Per questo la politica estera è una politica di Stato, non di governo

Ecco perché l’ostilità di Gran Bretagna e Stati Uniti ad ogni dinamica di integrazione fra capitale dell’Europa e risorse naturali della Russia è un dato strutturale che prescinde dai regimi politici. Questo spiega le tensioni con la Russia, il cui avvicinamento a diversi Paesi europei, fra cui Italia e Germania, nei primi anni 2000 ha destato grandi preoccupazioni a Washington.

Si pensi anche alla Cisgiordania, area costituita da un crinale che assicura il controllo delle pianure costiere a ovest e del bacino del Giordano a est: da quale alture è possibile colpire un’area in cui vive il 70% della popolazione, le principali infrastrutture dei trasporti e le industrie di Israele. Di conseguenza, è ovvio che a prescindere da eventuali sue aperture nei confronti di uno Stato palestinese, Israele non può rinunciare al controllo della Cisgiordania.

Illuminante al riguardo il dialogo fra Ateniesi e Melii (Libro V). Nel 416 a.C., Atene dà un ultimatum a Melo, colonia spartana che aveva scelto la neutralità: sottomettersi oppure essere distrutti. Gli argomenti di Melo e Atene sono lucidamente esposti in forma di dialogo fra coppie di opposti: giustizia/utile, diritto/forza, fede nella protezione degli dei/sicurezza del loro non-intervento, fiducia nella protezione di Sparta/scetticismo circa il suo aiuto.

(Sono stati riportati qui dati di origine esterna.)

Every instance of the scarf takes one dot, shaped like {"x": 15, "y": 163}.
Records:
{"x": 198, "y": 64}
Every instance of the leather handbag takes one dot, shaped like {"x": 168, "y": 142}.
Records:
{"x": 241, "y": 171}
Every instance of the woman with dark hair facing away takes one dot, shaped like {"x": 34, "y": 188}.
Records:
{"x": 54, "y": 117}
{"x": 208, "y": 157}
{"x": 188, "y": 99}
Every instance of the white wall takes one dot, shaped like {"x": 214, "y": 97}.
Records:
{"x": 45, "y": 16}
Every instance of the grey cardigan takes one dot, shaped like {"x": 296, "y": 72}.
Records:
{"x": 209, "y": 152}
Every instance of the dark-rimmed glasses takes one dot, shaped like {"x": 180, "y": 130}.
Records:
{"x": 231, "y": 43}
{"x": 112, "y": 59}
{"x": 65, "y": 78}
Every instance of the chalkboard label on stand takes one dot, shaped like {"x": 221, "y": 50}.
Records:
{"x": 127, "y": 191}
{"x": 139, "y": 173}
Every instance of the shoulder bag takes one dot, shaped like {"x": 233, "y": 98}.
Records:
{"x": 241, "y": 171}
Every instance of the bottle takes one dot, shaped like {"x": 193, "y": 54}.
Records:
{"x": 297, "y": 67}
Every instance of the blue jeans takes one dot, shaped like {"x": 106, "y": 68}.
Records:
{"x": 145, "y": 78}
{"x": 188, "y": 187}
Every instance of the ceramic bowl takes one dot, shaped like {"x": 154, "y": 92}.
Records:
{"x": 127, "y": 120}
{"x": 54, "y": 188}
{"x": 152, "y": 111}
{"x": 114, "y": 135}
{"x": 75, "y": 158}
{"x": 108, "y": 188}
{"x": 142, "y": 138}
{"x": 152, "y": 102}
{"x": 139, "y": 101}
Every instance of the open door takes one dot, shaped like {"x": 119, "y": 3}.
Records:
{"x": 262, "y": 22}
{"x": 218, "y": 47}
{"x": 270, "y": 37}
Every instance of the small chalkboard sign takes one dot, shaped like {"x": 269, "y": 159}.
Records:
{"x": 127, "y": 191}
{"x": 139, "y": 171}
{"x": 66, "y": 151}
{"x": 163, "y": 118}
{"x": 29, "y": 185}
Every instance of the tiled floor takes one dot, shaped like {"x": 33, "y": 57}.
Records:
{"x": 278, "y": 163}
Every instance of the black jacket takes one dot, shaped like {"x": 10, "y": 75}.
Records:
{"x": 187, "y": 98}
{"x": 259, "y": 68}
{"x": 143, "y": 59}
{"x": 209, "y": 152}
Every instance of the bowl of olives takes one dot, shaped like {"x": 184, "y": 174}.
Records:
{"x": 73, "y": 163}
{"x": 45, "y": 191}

Per Atene, le sue ragioni si fondano sulla forza:

“Da parte nostra, non faremo ricorso a frasi sonanti; non diremo fino alla noia che è giusta la nostra posizione di predominio perché abbiamo debellato i Persiani e che ora marciamo contro di voi per rintuzzare offese ricevute. (…) Poiché voi sapete quanto noi che, nei ragionamenti umani, si tiene conto della giustizia quando la necessità incombe con pari forze su ambo le parti; in caso diverso, i più forti esercitano il loro potere e i più deboli vi si adattano”. Oppure, secondo un’altra traduzione:

“I forti fanno come vogliono e i deboli soffrono come devono”

E ancora, gli Ateniesi ai Melii: “Gli dei (…), secondo il concetto che ne abbiamo, e gli uomini, come chiaramente si vede, tendono sempre, per necessità di natura, a dominare ovunque prevalgano per forze. Questa legge non l’abbiamo istituita noi e non siamo nemmeno stati i primi ad applicarla; così come l’abbiamo ricevuta e come la lasceremo ai tempi futuri e per sempre, ce ne serviamo, convinti che anche voi, come gli altri, se aveste la nostra potenza, fareste altrettanto.”

E anche: “(…) non riteniamo per noi pericolosi quei popoli che (…) ci vorrà del tempo prima che facciano a noi il viso dell’armi; (…) ci fanno paura (…) quelli che, qua e là, come voi, non sono sottomessi ad alcuno; e quelli che mal si rassegnano ormai ad una dominazione imposta dalla necessità. Costoro, infatti, molto spesso affidandosi ad inconsulte speranze, possono trascinare sé stessi in manifesti pericoli e noi con loro.”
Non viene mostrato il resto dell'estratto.